The most notable exceptions to this rule are Mexico and Canada. Mexico allows US and Canadian citizens to stay as tourists for 180 days. The US and Canada allow citizens from each other’s country also to visit 180 days a year. (It is illegal for US and Canadians to spend more than SIX months a year in the other country)
Staying Longer than Legally Permitted
US and Canadian citizens in most Emerging Countries can leave the country for a few days (usually three days) and reenter the country again as a tourist. (Many Americans live in Mexico and Costa Rica, for example, as perpetual tourists. They stay in Mexico or Costa Rica for six or three months, respectively, and then leave for three days. Then they reenter Mexico or Costa Rica for another six or three months).
Developed countries (and all member states in the Schengen community) will only allow you to reenter the country after you have left the country for THREE or six months (in the case of the US and Canada).
US and Canadian citizens are only allowed to be a tourist in the ENTIRE Schengen community for three months. We must leave for three months before we can reenter the Schengen community as a tourist. (In other words, we cannot stay for three months in Italy and three months in France because both countries are part of the Schengen community).
A Few Other Issues that Can Cause Problems Entering a Country
You may also be denied entrance to another country if you have:
- A criminal record in your home country (or the country you are visiting). For example, US citizens with DUI (driving under the influence of alcohol) conviction may be refused entrance to Canada, etc.
- Visited a country in the past that the country does not like or recognize. Until recently this was a significant problem for people visiting countries in the Middle East with an Israeli stamp in their passport. (Fortunately, most citizens of developed countries will be able to visit most Middle East countries, most notably the United Arab Emirates, Egypt, and Jordan, with an Israeli stamp in their passport).
- No proof of your relationship to your children and/or have no evidence of consent from any non-accompanying parent(s).
How Long Can You Stay in Countries with Multi-Entry Visas?
Several countries (like India) will issue you a visa that is valid for more than one year from the date of issue. These visas will allow you to visit the country multiple times without getting a new visa. The visa will indicate the number of days that you are permitted to stay in the country at one time. If you overstay the days shown on the visa, you may invalidate the visa.

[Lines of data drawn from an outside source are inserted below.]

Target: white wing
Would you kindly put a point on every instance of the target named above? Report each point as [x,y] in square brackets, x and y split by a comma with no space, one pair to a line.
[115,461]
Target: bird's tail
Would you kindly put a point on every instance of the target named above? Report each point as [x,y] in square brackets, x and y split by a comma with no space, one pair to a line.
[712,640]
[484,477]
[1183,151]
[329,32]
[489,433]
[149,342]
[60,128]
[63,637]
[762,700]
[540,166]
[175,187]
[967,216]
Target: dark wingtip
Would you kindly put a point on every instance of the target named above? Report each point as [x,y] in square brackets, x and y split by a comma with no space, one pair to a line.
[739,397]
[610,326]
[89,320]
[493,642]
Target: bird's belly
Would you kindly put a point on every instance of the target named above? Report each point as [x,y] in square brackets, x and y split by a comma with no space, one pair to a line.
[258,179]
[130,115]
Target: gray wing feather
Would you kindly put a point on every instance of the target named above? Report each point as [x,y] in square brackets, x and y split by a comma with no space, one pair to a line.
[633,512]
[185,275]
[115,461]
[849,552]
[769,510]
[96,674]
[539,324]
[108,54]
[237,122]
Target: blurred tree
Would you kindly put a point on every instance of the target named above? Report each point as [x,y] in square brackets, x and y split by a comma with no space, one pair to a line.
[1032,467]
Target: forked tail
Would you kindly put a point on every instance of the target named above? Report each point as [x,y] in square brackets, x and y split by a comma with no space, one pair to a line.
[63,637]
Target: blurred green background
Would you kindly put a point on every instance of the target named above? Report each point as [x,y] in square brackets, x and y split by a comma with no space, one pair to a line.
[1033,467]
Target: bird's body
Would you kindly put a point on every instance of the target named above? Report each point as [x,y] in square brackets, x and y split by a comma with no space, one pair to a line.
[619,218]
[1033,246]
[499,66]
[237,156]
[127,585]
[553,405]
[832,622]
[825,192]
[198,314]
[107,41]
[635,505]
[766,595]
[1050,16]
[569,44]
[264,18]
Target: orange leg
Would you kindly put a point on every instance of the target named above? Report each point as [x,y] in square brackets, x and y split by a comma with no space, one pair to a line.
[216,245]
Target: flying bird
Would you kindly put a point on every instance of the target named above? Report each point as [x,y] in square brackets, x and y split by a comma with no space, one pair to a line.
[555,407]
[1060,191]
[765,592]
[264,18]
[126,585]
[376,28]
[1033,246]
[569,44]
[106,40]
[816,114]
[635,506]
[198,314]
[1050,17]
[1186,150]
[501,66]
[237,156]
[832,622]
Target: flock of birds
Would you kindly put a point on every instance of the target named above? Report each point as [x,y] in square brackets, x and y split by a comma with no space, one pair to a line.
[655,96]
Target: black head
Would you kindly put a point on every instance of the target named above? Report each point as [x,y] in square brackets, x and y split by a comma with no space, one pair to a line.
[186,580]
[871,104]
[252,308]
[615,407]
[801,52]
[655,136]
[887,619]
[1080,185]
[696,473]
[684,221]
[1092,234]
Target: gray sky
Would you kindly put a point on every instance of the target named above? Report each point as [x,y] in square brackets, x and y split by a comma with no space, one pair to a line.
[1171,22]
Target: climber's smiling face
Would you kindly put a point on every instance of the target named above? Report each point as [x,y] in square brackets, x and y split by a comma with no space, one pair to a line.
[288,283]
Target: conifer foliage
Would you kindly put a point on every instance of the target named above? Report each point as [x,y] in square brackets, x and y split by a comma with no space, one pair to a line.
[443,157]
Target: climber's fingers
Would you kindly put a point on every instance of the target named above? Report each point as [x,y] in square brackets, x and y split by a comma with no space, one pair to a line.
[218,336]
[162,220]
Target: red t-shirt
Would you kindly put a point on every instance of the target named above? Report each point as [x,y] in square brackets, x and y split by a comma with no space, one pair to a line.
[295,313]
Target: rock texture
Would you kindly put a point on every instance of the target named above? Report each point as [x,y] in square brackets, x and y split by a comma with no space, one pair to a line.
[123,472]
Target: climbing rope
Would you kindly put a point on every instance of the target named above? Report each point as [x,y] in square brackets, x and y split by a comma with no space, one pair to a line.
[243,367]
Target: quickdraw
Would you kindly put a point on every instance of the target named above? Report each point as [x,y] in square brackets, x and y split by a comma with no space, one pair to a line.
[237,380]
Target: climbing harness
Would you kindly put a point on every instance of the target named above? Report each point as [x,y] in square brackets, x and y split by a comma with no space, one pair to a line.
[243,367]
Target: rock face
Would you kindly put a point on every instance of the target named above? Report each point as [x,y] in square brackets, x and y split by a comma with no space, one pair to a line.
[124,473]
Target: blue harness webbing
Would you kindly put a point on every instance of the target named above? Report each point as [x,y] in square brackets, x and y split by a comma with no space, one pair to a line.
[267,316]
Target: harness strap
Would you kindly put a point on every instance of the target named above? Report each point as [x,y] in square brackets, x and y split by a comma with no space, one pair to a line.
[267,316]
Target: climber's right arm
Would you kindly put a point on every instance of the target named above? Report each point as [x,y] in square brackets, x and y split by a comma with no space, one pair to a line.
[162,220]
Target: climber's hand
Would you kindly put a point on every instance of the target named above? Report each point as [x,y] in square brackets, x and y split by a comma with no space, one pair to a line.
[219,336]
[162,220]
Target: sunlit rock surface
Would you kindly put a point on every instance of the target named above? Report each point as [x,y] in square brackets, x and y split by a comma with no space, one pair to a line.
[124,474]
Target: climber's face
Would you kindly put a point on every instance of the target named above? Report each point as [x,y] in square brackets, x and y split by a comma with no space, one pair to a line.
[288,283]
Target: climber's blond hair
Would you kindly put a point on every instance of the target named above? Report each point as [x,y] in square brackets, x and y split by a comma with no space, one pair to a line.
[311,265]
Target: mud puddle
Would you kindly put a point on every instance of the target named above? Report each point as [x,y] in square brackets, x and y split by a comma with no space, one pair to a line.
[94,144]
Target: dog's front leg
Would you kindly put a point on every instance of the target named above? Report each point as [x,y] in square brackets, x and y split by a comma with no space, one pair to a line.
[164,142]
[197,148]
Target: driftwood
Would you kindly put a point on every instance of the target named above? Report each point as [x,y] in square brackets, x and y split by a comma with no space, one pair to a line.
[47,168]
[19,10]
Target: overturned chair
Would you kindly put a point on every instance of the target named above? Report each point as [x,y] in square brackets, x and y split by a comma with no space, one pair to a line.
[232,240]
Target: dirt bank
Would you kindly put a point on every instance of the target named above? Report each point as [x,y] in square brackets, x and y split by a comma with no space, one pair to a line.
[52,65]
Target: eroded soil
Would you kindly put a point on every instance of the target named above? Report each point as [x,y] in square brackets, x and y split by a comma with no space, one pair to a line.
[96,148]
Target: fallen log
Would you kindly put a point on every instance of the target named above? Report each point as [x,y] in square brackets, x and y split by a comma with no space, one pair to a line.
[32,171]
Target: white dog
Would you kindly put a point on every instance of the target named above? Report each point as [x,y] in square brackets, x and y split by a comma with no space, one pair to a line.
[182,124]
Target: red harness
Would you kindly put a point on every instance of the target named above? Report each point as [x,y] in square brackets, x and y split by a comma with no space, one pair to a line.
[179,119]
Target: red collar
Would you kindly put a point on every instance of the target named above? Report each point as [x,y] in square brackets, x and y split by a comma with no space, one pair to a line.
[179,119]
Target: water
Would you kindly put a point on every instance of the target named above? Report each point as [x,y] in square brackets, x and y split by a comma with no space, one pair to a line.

One potential problem with some visas is that some are only valid for a limited period from the date of issuance. If you are planning a long trip, this can be a problem, particularly if you have to apply by mail. For example, Vietnam used to issue visas in the applicant’s home country that were only valid for three months from the date of issuance. This caused problems for people who planned to travel outside of their home country for more than three months before their trip to Vietnam.